Another substitute, Artem Dzyuba, made it 3-0 with about 20 minutes remaining before a delicious late goal from Cheryshev with the outside of his left boot and a fifth from Aleksandr Golovin sealed the rout.
Victory for Russia, ranked a lowly 70th in the world -- three places below Saudi Arabia -- was vital for the home nation's hopes of progressing, with tougher games against Egypt and Uruguay to come.
"There are no words to express what I'm feeling right now. I'm happy we won and happy I could help my team," said man-of-the match Cheryshev.
"I felt very happy when I knew I would be here in the squad but I never dreamed of anything like this."
- Williams gesture -
Earlier, British pop star Robbie Williams caused a stir during his performance at the opening ceremony by making an obscene gesture to a camera.
The former Take That star raised his middle finger at the end of his performance at the Luzhniki after appearing to mouth the words "I did this for free".
Russia is spending more than $13 billion (11 billion euros) on hosting football's showpiece, the most important event in the country since the 1980 Moscow Summer Olympics.
The buildup to the tournament has been dogged by controversy and diplomatic scandals and has shone a light on the challenges facing the country.
On the day of the curtainraiser, Russia freed the main opposition figure to Putin, Alexei Navalny, from jail after he served a 30-day sentence for organising an illegal protest.
But British gay rights activist Peter Tatchell was arrested for holding a one-man protest against the country's record on gay rights, hours before kick-off.
- Big guns -
The World Cup favourites -- Germany, Spain, France, Brazil -- enter the fray from Friday onwards.
Brazil and star striker Neymar are seeking a sixth global crown while Germany, who won their fourth World Cup in Brazil four years ago, are determined to draw level with the South Americans.

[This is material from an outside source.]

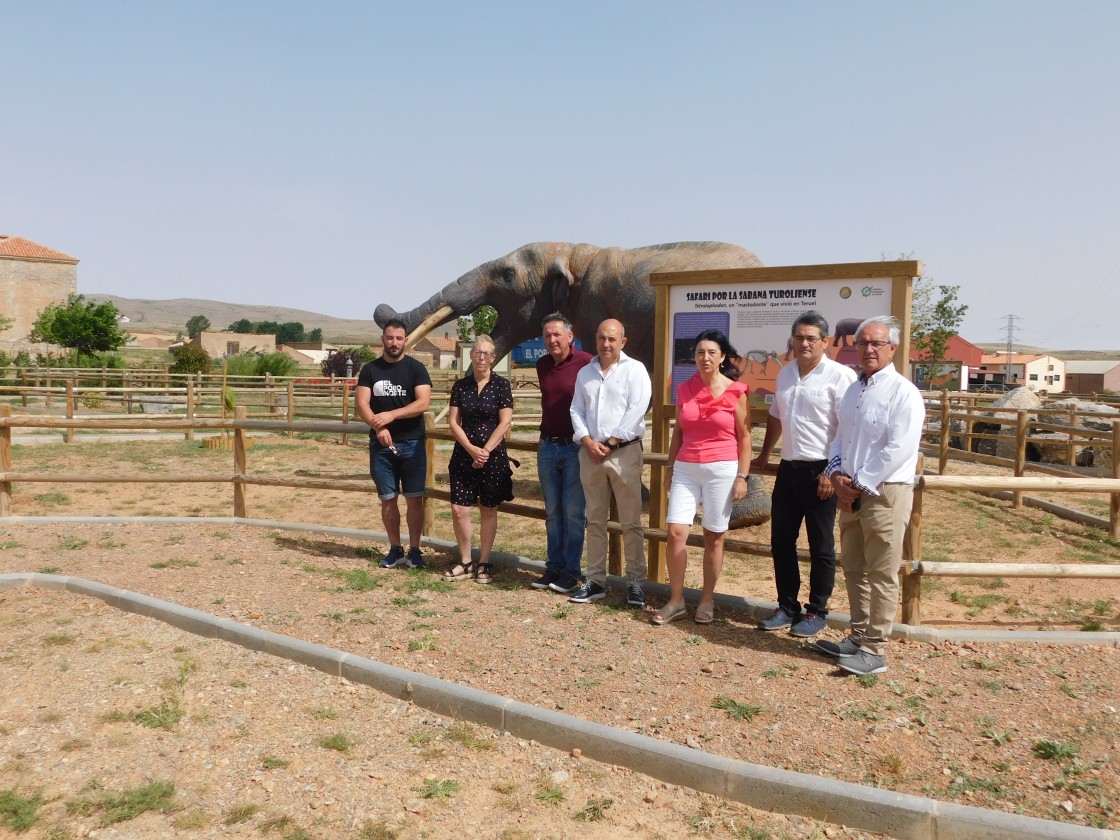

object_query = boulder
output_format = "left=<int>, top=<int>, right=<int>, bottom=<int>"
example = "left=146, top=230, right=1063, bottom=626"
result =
left=729, top=473, right=771, bottom=529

France boast possibly the most talented squad while Lionel Messi is desperate to make amends for Argentina's defeat in the 2014 final.
The preparations of 2010 winners Spain were thrown into disarray after coach Julen Lopetegui was sacked just two days before their opening game on Friday against Portugal. He had angered his federation by accepting the job of Real Madrid manager.

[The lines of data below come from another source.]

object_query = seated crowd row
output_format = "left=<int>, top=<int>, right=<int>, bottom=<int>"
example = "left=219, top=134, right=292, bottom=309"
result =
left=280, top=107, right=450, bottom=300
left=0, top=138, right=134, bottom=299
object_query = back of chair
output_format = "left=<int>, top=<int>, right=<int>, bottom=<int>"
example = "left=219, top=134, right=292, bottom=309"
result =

Sergio Ramos and new coach Fernando Hierro displayed a united front on Thursday, smiling for the cameras as Spain scrambled to get their campaign back on track.

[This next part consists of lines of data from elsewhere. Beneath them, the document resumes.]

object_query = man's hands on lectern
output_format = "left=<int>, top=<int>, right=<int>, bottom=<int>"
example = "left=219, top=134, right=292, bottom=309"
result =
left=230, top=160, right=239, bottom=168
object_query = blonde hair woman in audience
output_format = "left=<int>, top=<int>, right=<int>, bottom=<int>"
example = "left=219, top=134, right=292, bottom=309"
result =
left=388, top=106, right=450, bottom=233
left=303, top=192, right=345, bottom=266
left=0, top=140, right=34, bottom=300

Almost 5,000 kilometres (3,100 miles) away, Lopetegui was being unveiled as the new Madrid coach, describing the day he was sacked as "the saddest day of my life since the death of my mother".
Neymar, the world's most expensive player, has recovered from a broken bone in his foot in time for the tournament.
Egypt's coach said prolific striker Mohamed Salah is "almost 100 percent" to play in their opening match against Uruguay on Friday after he had intensive treatment on the shoulder injury he suffered playing for Liverpool against Real Madrid in the Champions League final.
- Hearts and minds -
The money lavished on the tournament will boost Putin's already sky-high prestige at home by giving many of the 11 host cities their first facelifts in generations.
The tournament also offers Putin a chance to project Russia as a global player that is accepted and respected even while being at odds with the United States.
He is attempting to do so despite Russia being hit by international sanctions following its invasion of Ukraine's Crimea in 2014.
Moscow's military backing of the Syrian regime and alleged meddling in the 2016 US election on President Donald Trump's behalf only deepened its worst rift with the West since the Cold War.
Putin hopes the most-watched event on the planet provides Russia with the "soft power" needed to capture a sceptical world's hearts and minds.